Some positives regarding the workforce were identified, however, including the fact some services were “growing their own” nurses.
The report mentioned settings where staff had begun work as a healthcare assistant, and progressed through nursing associate status to registration as a nurse, with further opportunities for postgraduate education.
“Providers and staff were positive about this approach as it retained experienced staff who knew the work, environments and patients,” the HSSIB wrote.
“The barriers were the cost to the provider and difficulties releasing staff to access development opportunities.”
The HSSIB also investigated, following concerns made directly to the organisation, the treatment of transgender and non-binary patients.
During a visit to one inpatient facility, investigators spoke with one trans woman who had been admitted to a male-only ward. This happened, the provider told the HSSIB, due to “complexity” in the patient’s circumstances.
The report observed that therapeutic care should “avoid putting patients in positions that may re-traumatise them”.
“Mental health patients deserve high-quality care, but a system under severe strain is struggling to deliver it”
Stephen Jones
Further, the report heard that there was “variation” in the level of care for transgender and non-binary people and some told the HSSIB that they felt national guidance was “outdated”.
The HSSIB recommended that NHS England developed new “guiding principles” for mental health inpatient services to accommodate and better support all patients, including those who are non-binary and transgender.
Capital funding and the NHS estate were also investigated as part of the report.
The HSSIB found mental health hospitals were struggling with “ageing built environments” that could no longer meet the needs of patients in some cases.
It heard that some mental health providers had been unsuccessful in their bids for new builds or fixes under the New Hospital Programme due to “limited funding” in the programme and the need to prioritise hospitals with reinforced aerated autoclave concrete (RAAC).
As such, the Department of Health and Social Care was told to asses the “capital requirements” of mental health inpatient services across the country.
NHS Providers deputy chief executive Saffron Cordery said of the report: “Trusts are working hard to provide high-quality mental health services and to manage risks to patient safety against a backdrop of soaring demand and resource pressures.
“This investigation lays bare however, how much more needs to be done nationally and locally to provide therapeutic mental health inpatient services for all patients across England.
“While there are improvements individual trusts and services can make, HSSIB rightly recognises that there are a range of issues beyond trusts’ control, which hinders their ability to provide care to the consistently high standards they aspire to for their patients.”

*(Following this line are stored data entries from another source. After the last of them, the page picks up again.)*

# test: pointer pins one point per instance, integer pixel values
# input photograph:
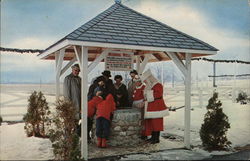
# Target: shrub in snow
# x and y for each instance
(242, 98)
(37, 116)
(1, 120)
(65, 141)
(213, 130)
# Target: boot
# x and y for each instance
(156, 138)
(99, 142)
(104, 143)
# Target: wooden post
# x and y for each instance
(234, 83)
(59, 59)
(200, 97)
(143, 64)
(187, 100)
(84, 104)
(214, 69)
(162, 79)
(137, 63)
(57, 79)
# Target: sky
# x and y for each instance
(36, 24)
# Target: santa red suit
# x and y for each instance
(155, 108)
(138, 96)
(138, 99)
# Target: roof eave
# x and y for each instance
(68, 42)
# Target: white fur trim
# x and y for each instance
(150, 96)
(156, 114)
(135, 103)
(145, 75)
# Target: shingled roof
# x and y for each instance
(122, 25)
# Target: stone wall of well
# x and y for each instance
(125, 128)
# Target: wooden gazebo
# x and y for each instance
(120, 29)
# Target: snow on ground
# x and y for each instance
(14, 144)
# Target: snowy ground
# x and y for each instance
(14, 145)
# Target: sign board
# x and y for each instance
(119, 61)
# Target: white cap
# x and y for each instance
(145, 75)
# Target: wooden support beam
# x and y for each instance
(138, 63)
(59, 60)
(178, 62)
(144, 63)
(157, 56)
(84, 101)
(71, 62)
(78, 54)
(98, 60)
(187, 122)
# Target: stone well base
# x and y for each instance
(125, 128)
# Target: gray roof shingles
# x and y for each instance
(122, 25)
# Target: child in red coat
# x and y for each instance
(103, 113)
(92, 109)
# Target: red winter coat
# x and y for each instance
(156, 105)
(106, 107)
(138, 93)
(92, 105)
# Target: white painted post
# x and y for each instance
(66, 67)
(84, 105)
(187, 100)
(137, 63)
(144, 63)
(59, 60)
(234, 84)
(200, 97)
(57, 79)
(162, 81)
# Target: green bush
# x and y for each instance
(242, 98)
(64, 138)
(213, 130)
(37, 116)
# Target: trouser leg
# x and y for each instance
(106, 128)
(99, 128)
(90, 123)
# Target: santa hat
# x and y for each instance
(145, 75)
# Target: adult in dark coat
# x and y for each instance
(121, 92)
(72, 88)
(98, 85)
(131, 86)
(109, 83)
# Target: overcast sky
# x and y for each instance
(36, 24)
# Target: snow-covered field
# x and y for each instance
(14, 145)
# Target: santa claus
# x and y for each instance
(155, 108)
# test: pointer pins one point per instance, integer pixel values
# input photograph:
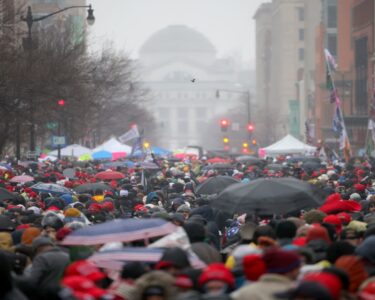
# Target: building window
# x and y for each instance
(332, 44)
(332, 16)
(301, 54)
(182, 113)
(301, 34)
(301, 14)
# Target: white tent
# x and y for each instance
(289, 145)
(113, 146)
(74, 150)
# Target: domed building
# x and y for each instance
(182, 72)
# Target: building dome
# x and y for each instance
(177, 38)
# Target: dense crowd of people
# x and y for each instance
(322, 253)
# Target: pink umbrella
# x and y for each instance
(109, 175)
(22, 179)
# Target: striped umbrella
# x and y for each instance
(22, 179)
(115, 259)
(120, 230)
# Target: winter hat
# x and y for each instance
(72, 212)
(355, 269)
(366, 249)
(344, 217)
(355, 196)
(281, 261)
(253, 267)
(367, 290)
(6, 241)
(337, 249)
(29, 235)
(331, 282)
(317, 232)
(183, 208)
(216, 271)
(41, 241)
(83, 288)
(335, 221)
(314, 216)
(85, 268)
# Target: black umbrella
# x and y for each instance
(6, 195)
(275, 167)
(91, 187)
(215, 185)
(249, 159)
(268, 196)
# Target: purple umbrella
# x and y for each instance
(120, 230)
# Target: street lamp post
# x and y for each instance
(30, 20)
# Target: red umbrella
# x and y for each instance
(22, 179)
(109, 175)
(218, 160)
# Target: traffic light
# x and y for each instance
(224, 124)
(61, 102)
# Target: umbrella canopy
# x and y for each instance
(248, 159)
(115, 259)
(50, 188)
(268, 196)
(91, 187)
(22, 179)
(102, 154)
(119, 230)
(6, 195)
(215, 185)
(218, 160)
(109, 175)
(74, 150)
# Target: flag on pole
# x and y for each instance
(331, 62)
(133, 133)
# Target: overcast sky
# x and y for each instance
(228, 24)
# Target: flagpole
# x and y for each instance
(337, 102)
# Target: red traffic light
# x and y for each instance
(250, 127)
(61, 102)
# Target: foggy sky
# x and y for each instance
(228, 24)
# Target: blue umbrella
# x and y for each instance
(102, 155)
(115, 164)
(160, 151)
(51, 188)
(120, 230)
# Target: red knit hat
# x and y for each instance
(360, 187)
(317, 232)
(280, 261)
(355, 268)
(253, 266)
(334, 220)
(344, 217)
(84, 268)
(216, 271)
(329, 281)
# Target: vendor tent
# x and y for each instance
(74, 150)
(288, 145)
(113, 146)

Ms Cordery said mental health services were under “relentless pressure” and agreed with the report’s findings that a shortfall in staff and skill mix of mental health professionals was further impacting care.
She added: “The poor condition of the mental health estate – much of which is not fit for purpose – is a cause of concern.
“It’s vital the government takes urgent action to ensure all trusts have access to sufficient capital funding to halt the deterioration of their estate, eradicate the repairs backlog and provide high-quality care in environments fit for the 21st century.”